Maine’s higher education structure is a little unusual. The flagship university, in Orono, is too remote from the state’s economic and cultural core on the Kittery-to-Rockland coastline. The state’s second-largest public university, the University of Southern Maine, has campuses in Portland and nearby Gorham, but long had a reputation as a more second-tier institution.
In recent years, however, the university has experienced a dramatic improvement. A confirmation of the renaissance came in 2008, when the school recruited as its new president Selma Botman, who came to USM after having done a great job as CUNY’s executive vice chancellor (where I first encountered her). Over the last four years, she successfully coped with considerable challenges–the recession, which has affected funding for all public universities, and a political revolution in Maine. In 2010, an odd gubernatorial contest in which the Democratic nominee and a former Democrat who ran as an independent split the center-left vote allowed a very conservative Republican, Paul LePage, to prevail with only 38 percent. Since taking office, LePage hasn’t exactly earned a reputation as a friend of education.
Currently, USM is emerging on the other side–Maine’s economy is slowly improving, and LePage seems likely to lose his working majority in the legislature this November. The university’s current good position is in many ways attributable to leadership from Botman, who has navigated this extraordinarily difficult political and economic situation without having to impose large cuts. But if you think that the school’s faculty members are grateful, guess again.
Instead, faculty leaders are pushing a highly controversial no-confidence motion in the president. It’s clear they have scant support from the student body: the president of the student government criticized the attempted “coup d’état,” which left him “ashamed” by his professors’ behavior.

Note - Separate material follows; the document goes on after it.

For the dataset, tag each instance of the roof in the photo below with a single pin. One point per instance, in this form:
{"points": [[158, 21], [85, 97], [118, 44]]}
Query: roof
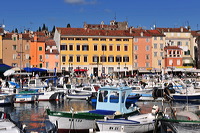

The ostensible excuse for the resolution came in Botman’s decision to give raises to a handful of administrators, even as full-time faculty (because of the state’s economic and political climate) haven’t received raises for three years.
It seemed unlikely that anger over a handful of administrators’ raises triggered the movement for no-confidence; if that were the case, virtually every university president in the country would face such a motion. In yesterday’s Portland Press-Herald, columnist Bill Nemitz revealed the real reason behind the attempted coup–a combination of petulance and an extreme sense of faculty entitlement among some of USM’s most senior professors.
Demographically, the 53 coup plotters almost perfectly fit the profile of entitlement: Nemitz reported that “on average, they’re 63 years old, have been with USM for 24.5 years and pull down an annual salary of $94,571.” (Maine’s median income is half that much–just under $47,000.) But Nemitz built his case primarily through the words of the plotters themselves. It turns out that the professors accidentally included on an e-mail chain discussing the coup a member of the university’s board of visitors, Harold Pachios, who then passed the e-mails onto the Press-Herald.
After receiving an e-mail containing the no-confidence resolution, Pachios asked one of the plotters what basis they had for such an extraordinary move, given the general conception that Botman had done a good job. The plotters refused to supply any evidence for their opinions–and instead, bizarrely, demanded that Pachios provide “real evidence” as to why their no-confidence resolution should be rejected. Under this approach, presidents around the country would be subject, willy-nilly, to no-confidence resolutions, and deemed guilty until proven innocent while the sponsors of the resolutions didn’t have to produce evidence at all.
Over the weekend, the hapless professors then accidentally left Pachios on the e-mail chain as they struggled to articulate a rationale for ousting Botman. The sponsor of the no-confidence resolution, Jerry Lasala, conceded that a group of “fast facts” compiled by one of the coup plotters actually illustrated the difficult financial situation of the entire university system, and therefore “would not be helpful to the points we’re trying to make. Indeed, they might be interpreted”–correctly, it should be pointed out–“as evidence that the issues [related to faculty pay and financial support] are not Selma’s responsibility.”
As the chain continued on, women’s and gender studies professor Susan Feiner, co-author of the 2004 book, Liberating Economics: Feminist Perspectives on Families, Work and Globalization, (she describes herself as “one of the founding scholars in the field of feminist economics”) unintentionally revealed what appears to be the coup’s motivation: the plotters’ belief that “faculty really are the center of the academic universe.”
Despite the embarrassment of their intentions laid bare, the coup plotters appear intent on moving forward with their no-confidence resolution. They should be ashamed.